How they compared over time

  • Population-level trends: What’s changing for all users as a group month by month?
  • Individual trajectories: For each person, how do their own habits shift from their early days to later days?

“Longitudinal” here means tracking the same people over time. A helpful analogy: instead of measuring how fast students run on one day, you track each student’s running times across an entire season to see who actually improves.

What did they discover?

Here are the main takeaways, explained simply:

  • People’s habits are “sticky.”
    • At the individual level, most users don’t change much. How they write, what they try, and whether they complete tasks stays surprisingly steady over their personal timeline.
  • Heavy users look different from casual users—and from the start.
    • In Bing Copilot, the most active users:
    • Send more messages and write more complex prompts
    • Aim for more complex and professional tasks (like programming or professional writing)
    • Have more “completed” conversations (they get what they wanted more often)
    • Crucially, these differences are visible very early, not just after months of use. This suggests that people who become “power users” arrive with different goals and styles, rather than learning to change later.
  • The group changes even if individuals don’t.
    • In Bing Copilot, across the months, the overall user base starts doing more complex tasks and writing more complex prompts, and completion rates go up.
    • But this is mostly because new users joining later are different from earlier users—not because the same individuals are learning and changing a lot.
  • WildChat looks less like typical casual users and more like “power users.”
    • In WildChat, differences between low- and high-activity users are much smaller.
    • Many WildChat conversations look “API-like”—short, templated prompts used to run bulk tasks (like translation over and over). That’s not how most people chat normally.
    • As a result, WildChat doesn’t fully represent the average person’s chatbot use.
  • Some trends are shared, but not all.
    • Both datasets show certain population-level shifts (like increased completion over time), but the details often differ.
    • Overall, WildChat is skewed toward heavier, more technical use, while Bing Copilot reflects broader everyday usage.

Why this is important:

  • If we only look at the population as a whole, we might mistakenly assume individuals are “learning” a lot. The user-level view shows that most people don’t change much; it’s the mix of who’s using the system that changes.

Why does this matter?

  • Don’t count on “natural discovery.” Because habits are sticky, many people won’t magically find better ways to use AI just by using it more. Designers may need to actively help users improve, for example with:
    • Smart tips, onboarding tours, starter templates, or examples tailored to the user’s goals
    • Gentle nudges that suggest more effective prompts or features
  • One size doesn’t fit all. Users vary widely. Tools and help messages could adapt to whether someone is a casual or heavy user, and to the kinds of tasks they’re doing.
  • Be careful with public chat datasets. WildChat is popular for research, but it doesn’t look like typical consumer use:
    • It overrepresents “power users” and includes lots of automated, template-like prompts.
    • Models trained or evaluated on it might not match what everyday users actually do.
  • Population trends aren’t the same as personal change. When usage looks more advanced over time, it might be because new, different users are joining—not because the same people are changing their behavior.

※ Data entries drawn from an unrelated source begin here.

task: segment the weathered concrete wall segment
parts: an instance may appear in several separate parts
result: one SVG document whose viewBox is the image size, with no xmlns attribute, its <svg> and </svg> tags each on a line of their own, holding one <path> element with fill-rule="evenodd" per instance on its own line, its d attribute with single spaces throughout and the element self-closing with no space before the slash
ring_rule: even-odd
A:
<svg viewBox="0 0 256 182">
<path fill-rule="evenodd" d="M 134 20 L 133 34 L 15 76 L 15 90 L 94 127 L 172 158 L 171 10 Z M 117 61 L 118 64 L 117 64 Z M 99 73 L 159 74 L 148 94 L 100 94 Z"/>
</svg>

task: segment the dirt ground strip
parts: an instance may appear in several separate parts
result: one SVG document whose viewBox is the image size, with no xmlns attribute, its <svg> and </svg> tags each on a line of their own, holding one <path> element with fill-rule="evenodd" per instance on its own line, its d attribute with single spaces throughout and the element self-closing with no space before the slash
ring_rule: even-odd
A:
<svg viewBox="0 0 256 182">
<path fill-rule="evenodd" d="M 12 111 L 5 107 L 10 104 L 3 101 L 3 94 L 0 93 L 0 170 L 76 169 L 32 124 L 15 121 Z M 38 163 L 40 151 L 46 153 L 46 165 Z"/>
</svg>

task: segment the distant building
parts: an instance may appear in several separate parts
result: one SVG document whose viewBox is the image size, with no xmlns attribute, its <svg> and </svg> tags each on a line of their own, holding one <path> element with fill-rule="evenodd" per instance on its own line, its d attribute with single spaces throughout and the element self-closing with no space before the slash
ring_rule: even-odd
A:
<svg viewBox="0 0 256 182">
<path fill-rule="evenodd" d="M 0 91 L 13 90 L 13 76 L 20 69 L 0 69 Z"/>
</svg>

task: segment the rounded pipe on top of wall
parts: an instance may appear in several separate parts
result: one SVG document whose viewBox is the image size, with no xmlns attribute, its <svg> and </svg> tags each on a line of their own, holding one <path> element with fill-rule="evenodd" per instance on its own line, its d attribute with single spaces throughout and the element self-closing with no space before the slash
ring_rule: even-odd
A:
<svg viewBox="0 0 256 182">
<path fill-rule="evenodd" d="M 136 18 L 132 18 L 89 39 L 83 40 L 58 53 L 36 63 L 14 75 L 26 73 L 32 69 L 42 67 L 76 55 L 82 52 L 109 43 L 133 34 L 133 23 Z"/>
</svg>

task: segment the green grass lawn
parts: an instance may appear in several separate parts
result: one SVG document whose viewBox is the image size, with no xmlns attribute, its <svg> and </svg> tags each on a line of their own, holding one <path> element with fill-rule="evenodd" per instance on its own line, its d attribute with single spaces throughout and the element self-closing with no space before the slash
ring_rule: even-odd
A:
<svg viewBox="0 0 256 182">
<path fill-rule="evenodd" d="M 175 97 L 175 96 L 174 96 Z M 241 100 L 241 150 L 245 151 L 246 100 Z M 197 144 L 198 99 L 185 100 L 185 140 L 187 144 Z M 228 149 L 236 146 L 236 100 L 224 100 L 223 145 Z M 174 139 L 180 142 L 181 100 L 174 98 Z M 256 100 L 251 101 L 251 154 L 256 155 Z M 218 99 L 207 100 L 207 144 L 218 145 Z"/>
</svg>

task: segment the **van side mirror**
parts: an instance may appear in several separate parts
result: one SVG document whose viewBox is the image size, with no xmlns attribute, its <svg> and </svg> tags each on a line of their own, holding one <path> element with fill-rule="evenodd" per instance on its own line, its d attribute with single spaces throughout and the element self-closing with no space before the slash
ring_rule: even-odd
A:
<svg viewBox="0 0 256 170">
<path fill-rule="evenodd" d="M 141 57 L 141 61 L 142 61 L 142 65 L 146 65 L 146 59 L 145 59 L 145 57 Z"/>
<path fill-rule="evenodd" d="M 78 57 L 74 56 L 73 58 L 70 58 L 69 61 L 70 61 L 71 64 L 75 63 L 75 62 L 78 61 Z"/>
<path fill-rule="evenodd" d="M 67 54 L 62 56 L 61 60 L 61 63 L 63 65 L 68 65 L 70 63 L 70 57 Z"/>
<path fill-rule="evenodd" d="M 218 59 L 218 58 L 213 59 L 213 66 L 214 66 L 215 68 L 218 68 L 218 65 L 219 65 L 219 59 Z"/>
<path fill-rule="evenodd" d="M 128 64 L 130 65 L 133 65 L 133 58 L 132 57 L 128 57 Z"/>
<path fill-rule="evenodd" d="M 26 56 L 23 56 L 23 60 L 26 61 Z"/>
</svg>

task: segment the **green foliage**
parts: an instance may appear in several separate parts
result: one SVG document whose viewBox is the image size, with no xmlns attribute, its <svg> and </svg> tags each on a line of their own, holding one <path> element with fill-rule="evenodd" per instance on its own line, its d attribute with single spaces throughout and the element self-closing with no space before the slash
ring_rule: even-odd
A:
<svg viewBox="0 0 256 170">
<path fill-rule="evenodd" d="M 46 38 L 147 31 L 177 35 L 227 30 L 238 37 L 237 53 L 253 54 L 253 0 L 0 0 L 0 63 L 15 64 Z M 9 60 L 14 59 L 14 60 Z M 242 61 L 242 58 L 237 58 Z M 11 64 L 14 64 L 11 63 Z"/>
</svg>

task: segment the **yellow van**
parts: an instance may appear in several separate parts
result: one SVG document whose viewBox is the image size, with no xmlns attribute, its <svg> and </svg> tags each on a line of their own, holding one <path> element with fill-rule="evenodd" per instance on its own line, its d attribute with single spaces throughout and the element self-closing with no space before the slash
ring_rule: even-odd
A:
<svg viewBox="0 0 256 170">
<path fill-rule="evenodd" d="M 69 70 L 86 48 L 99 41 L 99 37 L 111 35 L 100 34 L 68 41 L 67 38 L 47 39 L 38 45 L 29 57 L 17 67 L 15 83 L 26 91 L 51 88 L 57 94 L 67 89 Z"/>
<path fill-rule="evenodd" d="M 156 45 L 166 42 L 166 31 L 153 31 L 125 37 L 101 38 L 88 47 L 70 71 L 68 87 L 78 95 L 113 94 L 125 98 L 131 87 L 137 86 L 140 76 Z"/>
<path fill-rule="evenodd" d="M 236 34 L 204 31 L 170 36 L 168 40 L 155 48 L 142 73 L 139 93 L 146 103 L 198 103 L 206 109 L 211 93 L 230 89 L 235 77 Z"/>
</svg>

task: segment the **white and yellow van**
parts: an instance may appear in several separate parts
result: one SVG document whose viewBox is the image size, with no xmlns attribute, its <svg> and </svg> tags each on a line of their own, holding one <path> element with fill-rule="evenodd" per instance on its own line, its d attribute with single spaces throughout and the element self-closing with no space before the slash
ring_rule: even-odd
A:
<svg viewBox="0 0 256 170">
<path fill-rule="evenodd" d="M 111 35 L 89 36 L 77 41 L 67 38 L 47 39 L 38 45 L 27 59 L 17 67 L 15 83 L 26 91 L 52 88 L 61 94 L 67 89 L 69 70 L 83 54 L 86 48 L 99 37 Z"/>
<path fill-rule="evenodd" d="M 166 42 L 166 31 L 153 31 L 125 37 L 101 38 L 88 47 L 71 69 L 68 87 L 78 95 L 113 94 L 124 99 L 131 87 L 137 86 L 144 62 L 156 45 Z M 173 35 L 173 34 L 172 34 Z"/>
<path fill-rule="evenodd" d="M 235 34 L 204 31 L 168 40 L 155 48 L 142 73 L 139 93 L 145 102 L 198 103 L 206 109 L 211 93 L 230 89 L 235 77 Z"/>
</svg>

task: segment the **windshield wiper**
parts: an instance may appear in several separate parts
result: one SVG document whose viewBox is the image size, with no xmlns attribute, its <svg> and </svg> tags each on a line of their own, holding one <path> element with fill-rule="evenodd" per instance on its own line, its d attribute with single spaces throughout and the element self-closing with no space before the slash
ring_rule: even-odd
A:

In short: Adopting an AI chatbot doesn’t mean people naturally adapt their habits. Most individuals stay consistent, power users are different from the start, and public datasets like WildChat can paint an unbalanced picture of how people use AI in the real world.

Knowledge Gaps

Below is a list of knowledge gaps, limitations, and open questions identified in the research paper "Adopt \neq Adapt: Longitudinal Analyses of LLM Conversations in the Wild":


Knowledge Gaps and Limitations

  • Limited Scope of User Data: The research only evaluates interactions with the Microsoft Bing Copilot and WildChat dataset within specified time periods. Further studies could analyze users across various LLM platforms and longer durations.
  • User Behavior Evolution: While population-level trends are identified, the paper notes that individual user habits remain largely unchanged over time. This calls for a deeper investigation into why habits are "sticky" and what mechanisms might enable behavioral change.
  • User Identification in WildChat Data: The analysis uses hashed IP addresses as proxies for user identification in WildChat, which could result in inaccuracies due to shared networks or device changes. Future work should address more precise methods for user identification.
  • Complexity of Completed Tasks: Completion rates are used as a proxy for task success, yet the analysis considers task completion without accounting for varying levels of task complexity. Future work should integrate metrics that measure task difficulty more precisely.
  • Exploration vs. Exploitation Dynamics: The shift from exploration to exploitation in user behavior is minimally studied. Research could further investigate the factors that influence users to explore or exploit different intents and domains.

Open Questions

  • Factors Influencing High Activity Levels: What specific factors or user characteristics contribute to users becoming "power users" as opposed to occasional users? Identifying these factors could lead to methods for fostering more complex interactions with LLMs.
  • Impact of Guided Interventions: Given the inherent stickiness of user habits, what types of proactive interventions would effectively assist users in discovering successful LLM use cases? How could these interventions be implemented within LLM platforms?
  • Generalization Across Datasets: How can discrepancies between datasets like Bing Copilot and WildChat affect research findings? Can methodologies be developed to ensure consistent generalization to typical LLM interactions across different platforms?

Practical Applications

Immediate Applications

Below are actionable opportunities that can be deployed with current capabilities, derived from the paper’s findings and methods.

Industry (software, search, productivity suites, developer tools, customer support)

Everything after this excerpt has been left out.